L'Arcep devra ensuite entraîner les acteurs. La concurrence représente un instrument très puissant de stimulation du secteur. Sa formidable dynamique doit s'exercer de manière équitable. Le renforcement des indicateurs de couverture et de qualité éclairera les consommateurs et récompensera les opérateurs qui auront investi. Il faudra donner suite à l'avis de l'Autorité de la concurrence sur l'itinérance et la mutualisation.
Au-delà de la concurrence, il faut accepter d'intervenir pour structurer le marché par de grands projets lancés par la puissance publique, comme le plan France très haut débit ou la bande des 700 MHz. Si le collège de l'Arcep en est d'accord, nous nous préoccuperons de la « trappe à débit », en coordonnant mieux la tarification des réseaux de cuivre à haut débit et celle des réseaux à très haut débit, afin d'assurer de bonnes incitations lors du passage du premier au second.
Le gendarme des télécoms agitera le bâton aussi bien que la carotte, si la neutralité d'internet n'est pas assez respectée : la manière dont les réseaux sont interconnectés est discriminatoire et les géants d'internet profitent de la situation aux dépens de plus petits opérateurs.
Quoiqu'indépendante, l'Arcep n'est pas un électron libre. Elle devra coopérer avec les acteurs de la filière. Je souhaite qu'elle réalise chaque année un bilan de l'impact de sa régulation sur ceux-ci. Elle coopérera aussi avec les autres AAI, comme l'Autorité de la concurrence ou le Conseil supérieur de l'audiovisuel (CSA), ainsi qu'avec les collectivités territoriales, qui sont des acteurs structurants.
L'Arcep fait partie de l'État ; aussi doit-elle être à l'écoute des priorités de la nation. Sans être aux ordres - elle est la gardienne du long terme -, il convient qu'elle articule son action avec les grands projets fixés par les pouvoirs publics. À cet égard, travailler avec le Parlement, dont émanent des commissions spécialisées, telle la commission supérieure du service public des postes et des communications électroniques (CSSPPCE), est un bon moyen de construire les consensus transpartisans dont nous avons besoin.

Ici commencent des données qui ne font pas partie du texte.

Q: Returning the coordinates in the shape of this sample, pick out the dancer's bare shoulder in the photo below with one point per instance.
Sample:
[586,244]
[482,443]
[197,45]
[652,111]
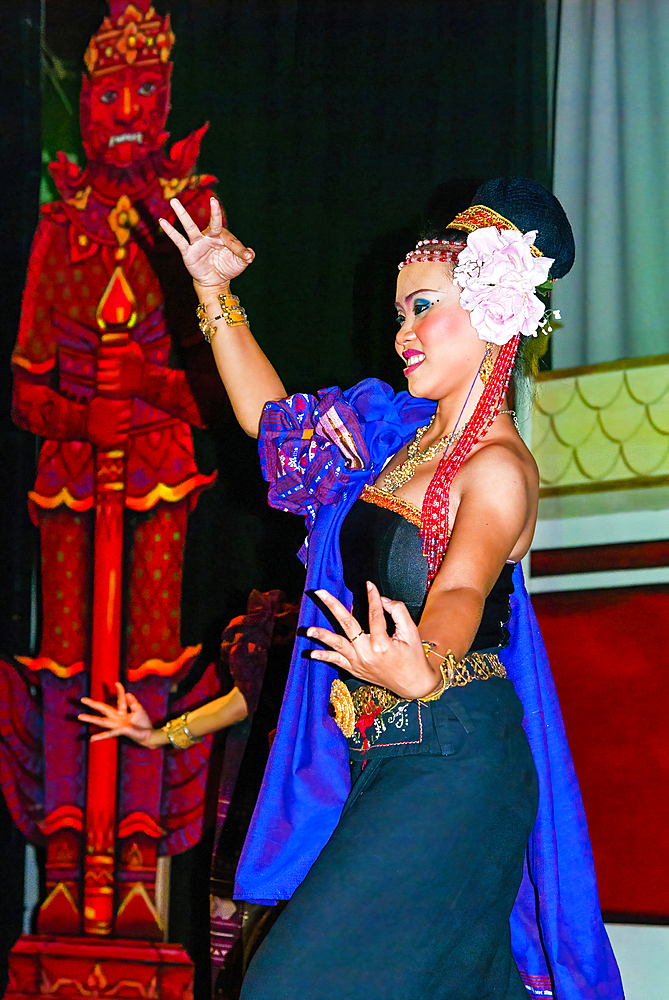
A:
[497,492]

Ne nous enfermons pas dans une vision statique des télécommunications. Ce qui se limite aujourd'hui aux téléphones ou aux ordinateurs concernera demain des milliards d'objets connectés, que nos start-up contribuent à inventer. Les réseaux de télécommunications seront un enjeu de souveraineté : déjà, les États ont parfois du mal à y faire respecter leurs règles.
J'aurai à coeur, enfin, d'être présent sur les enjeux européens, puisque c'est à ce niveau que la régulation de demain s'élabore. Régulation, territoires, numérique, Europe : ces mots résument à la fois mon parcours et un projet respectueux du caractère collégial de l'Arcep.